Systematic generation and analysis of counterfactuals for compound activity predictions using multi-task models
Abstract
Most machine learning (ML) methods produce predictions that are hard or impossible to understand. The black box nature of predictive models obscures potential learning bias and makes it difficult to recognize and trace problems. Moreover, the inability to rationalize model decisions causes reluctance to accept predictions for experimental design. For ML, limited trust in predictions presents a substantial problem and continues to limit its impact in interdisciplinary research, including early-phase drug discovery.

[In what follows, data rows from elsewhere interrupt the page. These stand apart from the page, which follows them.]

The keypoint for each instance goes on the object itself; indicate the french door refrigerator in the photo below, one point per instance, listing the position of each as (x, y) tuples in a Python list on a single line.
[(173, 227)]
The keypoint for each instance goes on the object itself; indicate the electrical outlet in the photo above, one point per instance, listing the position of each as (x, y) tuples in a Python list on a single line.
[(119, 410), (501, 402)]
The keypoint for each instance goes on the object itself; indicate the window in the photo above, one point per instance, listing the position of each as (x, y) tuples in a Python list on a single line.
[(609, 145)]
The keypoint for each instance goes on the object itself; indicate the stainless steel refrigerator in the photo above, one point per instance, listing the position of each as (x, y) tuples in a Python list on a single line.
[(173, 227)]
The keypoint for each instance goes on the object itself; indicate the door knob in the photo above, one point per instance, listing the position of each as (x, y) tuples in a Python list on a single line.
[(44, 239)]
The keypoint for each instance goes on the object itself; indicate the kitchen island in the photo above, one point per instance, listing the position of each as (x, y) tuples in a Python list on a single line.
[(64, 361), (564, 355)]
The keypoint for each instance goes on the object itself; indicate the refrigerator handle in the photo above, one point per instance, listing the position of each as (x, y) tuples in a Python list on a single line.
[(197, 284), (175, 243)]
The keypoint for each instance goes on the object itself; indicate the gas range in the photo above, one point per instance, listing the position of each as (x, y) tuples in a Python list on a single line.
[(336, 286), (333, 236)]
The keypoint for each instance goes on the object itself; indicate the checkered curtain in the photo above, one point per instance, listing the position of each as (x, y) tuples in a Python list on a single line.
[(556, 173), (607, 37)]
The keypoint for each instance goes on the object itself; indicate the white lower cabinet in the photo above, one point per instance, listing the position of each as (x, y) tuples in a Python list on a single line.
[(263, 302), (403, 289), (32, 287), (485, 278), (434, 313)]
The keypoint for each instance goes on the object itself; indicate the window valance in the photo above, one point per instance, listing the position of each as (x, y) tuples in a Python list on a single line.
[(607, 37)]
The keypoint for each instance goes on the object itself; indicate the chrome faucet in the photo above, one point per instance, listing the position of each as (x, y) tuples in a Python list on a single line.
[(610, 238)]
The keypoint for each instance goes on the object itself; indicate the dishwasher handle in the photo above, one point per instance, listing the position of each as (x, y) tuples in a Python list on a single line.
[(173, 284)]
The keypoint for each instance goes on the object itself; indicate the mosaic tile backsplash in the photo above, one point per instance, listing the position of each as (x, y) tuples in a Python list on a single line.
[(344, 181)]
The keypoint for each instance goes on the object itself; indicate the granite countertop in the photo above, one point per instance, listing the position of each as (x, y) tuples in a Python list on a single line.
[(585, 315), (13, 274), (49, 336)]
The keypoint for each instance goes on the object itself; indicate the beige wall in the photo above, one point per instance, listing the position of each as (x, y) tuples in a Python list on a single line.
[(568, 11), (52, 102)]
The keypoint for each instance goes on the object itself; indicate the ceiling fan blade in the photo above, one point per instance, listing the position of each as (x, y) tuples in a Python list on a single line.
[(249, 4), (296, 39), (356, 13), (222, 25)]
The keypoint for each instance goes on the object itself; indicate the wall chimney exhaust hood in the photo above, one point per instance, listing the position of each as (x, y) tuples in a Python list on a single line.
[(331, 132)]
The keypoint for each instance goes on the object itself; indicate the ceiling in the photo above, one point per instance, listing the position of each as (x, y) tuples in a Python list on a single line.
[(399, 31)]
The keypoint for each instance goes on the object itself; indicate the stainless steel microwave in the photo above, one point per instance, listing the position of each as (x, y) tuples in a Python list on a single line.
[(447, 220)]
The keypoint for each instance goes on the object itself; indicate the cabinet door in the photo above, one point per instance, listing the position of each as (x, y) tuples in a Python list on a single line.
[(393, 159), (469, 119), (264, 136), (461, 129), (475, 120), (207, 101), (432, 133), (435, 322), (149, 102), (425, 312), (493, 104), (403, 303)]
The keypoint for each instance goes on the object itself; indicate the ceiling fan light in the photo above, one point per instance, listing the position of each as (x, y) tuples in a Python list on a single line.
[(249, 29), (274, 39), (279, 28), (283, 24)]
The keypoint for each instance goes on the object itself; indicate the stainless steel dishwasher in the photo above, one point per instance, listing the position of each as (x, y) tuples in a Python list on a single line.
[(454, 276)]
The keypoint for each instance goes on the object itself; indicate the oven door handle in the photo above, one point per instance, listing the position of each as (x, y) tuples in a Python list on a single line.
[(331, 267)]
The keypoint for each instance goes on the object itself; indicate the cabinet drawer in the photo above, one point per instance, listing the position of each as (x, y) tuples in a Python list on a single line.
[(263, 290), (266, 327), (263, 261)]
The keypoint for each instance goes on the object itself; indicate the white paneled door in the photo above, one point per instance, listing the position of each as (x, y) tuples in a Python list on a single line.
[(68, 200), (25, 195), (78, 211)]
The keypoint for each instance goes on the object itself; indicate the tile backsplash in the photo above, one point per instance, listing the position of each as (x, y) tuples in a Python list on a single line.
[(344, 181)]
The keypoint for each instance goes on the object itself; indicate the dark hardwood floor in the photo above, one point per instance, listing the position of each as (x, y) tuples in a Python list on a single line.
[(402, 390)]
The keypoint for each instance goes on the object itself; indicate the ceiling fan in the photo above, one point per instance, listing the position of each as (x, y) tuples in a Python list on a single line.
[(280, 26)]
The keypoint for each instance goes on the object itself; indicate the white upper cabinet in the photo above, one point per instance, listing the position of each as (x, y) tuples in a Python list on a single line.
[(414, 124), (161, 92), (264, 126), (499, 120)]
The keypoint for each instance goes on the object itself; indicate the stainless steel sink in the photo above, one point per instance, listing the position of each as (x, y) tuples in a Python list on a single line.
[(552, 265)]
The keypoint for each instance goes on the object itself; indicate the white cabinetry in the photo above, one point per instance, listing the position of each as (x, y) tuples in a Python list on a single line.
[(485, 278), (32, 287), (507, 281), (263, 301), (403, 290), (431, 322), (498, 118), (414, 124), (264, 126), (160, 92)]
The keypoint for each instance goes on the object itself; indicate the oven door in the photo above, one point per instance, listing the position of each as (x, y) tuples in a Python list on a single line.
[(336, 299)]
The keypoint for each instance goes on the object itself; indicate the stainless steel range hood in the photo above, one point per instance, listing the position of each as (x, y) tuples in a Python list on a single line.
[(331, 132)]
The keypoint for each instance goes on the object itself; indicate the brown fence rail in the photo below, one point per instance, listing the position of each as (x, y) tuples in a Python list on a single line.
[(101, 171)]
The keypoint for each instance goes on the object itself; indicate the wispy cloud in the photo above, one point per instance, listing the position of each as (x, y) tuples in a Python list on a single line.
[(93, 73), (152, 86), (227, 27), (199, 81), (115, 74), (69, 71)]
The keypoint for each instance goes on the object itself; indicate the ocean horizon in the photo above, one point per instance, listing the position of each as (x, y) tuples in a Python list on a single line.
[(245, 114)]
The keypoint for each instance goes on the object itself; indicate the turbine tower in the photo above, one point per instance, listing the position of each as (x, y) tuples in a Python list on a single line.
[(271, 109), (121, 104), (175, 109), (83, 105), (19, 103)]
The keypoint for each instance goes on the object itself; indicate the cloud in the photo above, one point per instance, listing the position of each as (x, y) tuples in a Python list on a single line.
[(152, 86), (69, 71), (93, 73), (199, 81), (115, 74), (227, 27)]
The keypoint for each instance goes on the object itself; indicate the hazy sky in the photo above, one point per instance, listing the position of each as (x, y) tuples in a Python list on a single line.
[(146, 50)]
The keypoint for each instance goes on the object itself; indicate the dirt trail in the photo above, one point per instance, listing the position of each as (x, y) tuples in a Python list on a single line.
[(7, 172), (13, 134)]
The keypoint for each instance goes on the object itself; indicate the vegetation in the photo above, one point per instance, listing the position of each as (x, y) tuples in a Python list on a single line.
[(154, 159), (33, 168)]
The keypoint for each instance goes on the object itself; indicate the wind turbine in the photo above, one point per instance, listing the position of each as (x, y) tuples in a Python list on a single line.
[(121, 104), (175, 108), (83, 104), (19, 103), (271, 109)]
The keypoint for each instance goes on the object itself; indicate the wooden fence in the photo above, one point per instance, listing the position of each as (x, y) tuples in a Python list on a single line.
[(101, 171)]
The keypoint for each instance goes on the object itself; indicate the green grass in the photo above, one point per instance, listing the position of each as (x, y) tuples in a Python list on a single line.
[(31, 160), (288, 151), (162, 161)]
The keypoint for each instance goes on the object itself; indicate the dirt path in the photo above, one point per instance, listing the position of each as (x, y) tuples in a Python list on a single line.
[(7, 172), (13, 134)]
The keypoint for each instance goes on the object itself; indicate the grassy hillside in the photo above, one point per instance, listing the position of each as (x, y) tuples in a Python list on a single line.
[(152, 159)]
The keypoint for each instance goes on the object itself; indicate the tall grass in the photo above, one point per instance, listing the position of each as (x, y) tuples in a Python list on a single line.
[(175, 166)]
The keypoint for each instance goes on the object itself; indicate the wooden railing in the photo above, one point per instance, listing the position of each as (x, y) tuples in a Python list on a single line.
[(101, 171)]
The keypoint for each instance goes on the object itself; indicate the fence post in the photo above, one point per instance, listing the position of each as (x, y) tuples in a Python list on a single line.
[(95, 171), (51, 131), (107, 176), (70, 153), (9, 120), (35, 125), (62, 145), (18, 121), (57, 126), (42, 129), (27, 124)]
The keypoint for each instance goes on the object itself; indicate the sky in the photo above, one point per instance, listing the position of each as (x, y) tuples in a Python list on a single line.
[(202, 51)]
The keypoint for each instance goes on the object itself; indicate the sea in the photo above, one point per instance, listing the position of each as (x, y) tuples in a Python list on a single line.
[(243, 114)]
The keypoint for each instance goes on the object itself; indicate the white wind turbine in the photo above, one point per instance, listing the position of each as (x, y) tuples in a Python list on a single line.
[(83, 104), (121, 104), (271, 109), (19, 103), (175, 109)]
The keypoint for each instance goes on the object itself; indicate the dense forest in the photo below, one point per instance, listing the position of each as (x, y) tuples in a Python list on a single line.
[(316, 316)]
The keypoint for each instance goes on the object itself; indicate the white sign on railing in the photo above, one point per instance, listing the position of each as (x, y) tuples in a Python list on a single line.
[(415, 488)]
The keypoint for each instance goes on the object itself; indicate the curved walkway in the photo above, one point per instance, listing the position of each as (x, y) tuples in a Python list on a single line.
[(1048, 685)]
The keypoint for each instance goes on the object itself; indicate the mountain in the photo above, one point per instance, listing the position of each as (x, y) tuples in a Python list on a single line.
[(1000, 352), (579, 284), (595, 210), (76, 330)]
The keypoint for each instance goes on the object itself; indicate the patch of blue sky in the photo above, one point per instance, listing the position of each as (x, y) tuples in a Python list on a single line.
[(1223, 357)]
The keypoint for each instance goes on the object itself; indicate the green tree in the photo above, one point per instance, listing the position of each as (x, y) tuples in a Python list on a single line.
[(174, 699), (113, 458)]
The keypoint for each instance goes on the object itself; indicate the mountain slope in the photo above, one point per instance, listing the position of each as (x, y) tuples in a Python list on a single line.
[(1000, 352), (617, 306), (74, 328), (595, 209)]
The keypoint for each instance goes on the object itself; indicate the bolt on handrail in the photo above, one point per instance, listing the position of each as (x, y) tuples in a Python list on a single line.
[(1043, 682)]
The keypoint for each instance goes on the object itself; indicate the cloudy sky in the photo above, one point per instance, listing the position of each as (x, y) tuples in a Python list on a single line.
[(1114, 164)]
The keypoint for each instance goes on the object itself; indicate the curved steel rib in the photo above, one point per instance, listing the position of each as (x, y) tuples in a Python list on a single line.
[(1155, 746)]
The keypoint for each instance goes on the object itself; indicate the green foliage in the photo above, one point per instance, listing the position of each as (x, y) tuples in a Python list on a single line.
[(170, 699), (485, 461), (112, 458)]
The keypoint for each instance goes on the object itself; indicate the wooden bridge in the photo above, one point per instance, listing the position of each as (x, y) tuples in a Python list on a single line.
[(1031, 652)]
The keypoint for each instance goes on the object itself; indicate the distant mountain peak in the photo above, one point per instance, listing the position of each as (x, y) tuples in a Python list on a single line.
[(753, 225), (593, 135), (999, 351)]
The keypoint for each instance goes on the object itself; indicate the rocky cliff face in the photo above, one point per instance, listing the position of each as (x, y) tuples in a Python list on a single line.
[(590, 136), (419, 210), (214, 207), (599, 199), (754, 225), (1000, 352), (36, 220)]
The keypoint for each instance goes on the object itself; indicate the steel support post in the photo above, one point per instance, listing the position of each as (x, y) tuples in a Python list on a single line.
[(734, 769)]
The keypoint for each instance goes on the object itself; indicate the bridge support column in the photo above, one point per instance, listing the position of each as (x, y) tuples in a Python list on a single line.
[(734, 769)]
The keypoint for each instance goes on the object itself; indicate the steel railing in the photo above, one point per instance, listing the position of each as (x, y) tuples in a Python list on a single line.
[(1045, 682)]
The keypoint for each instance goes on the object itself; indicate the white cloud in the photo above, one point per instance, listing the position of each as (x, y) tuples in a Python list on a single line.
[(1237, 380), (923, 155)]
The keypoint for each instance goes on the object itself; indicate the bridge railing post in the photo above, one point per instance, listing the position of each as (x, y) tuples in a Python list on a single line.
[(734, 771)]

As a desirable remedy, approaches from explainable artificial intelligence (XAI) are increasingly applied to shed light on the ML black box and help to rationalize predictions. Among these is the concept of counterfactuals (CFs), which are best understood as test cases with small modifications yielding opposing prediction outcomes (such as different class labels in object classification). For ML applications in medicinal chemistry, for example, compound activity predictions, CFs are particularly intuitive because these hypothetical molecules enable immediate comparisons with actual test compounds that do not require expert ML knowledge and are accessible to practicing chemists. Such comparisons often reveal structural moieties in compounds that determine their predictions and can be further investigated. Herein, we adapt and extend a recently introduced concept for the systematic generation of molecular CFs to multi-task predictions of different classes of protein kinase inhibitors, analyze CFs in detail, rationalize the origins of CF formation in multi-task modeling, and present exemplary explanations of predictions.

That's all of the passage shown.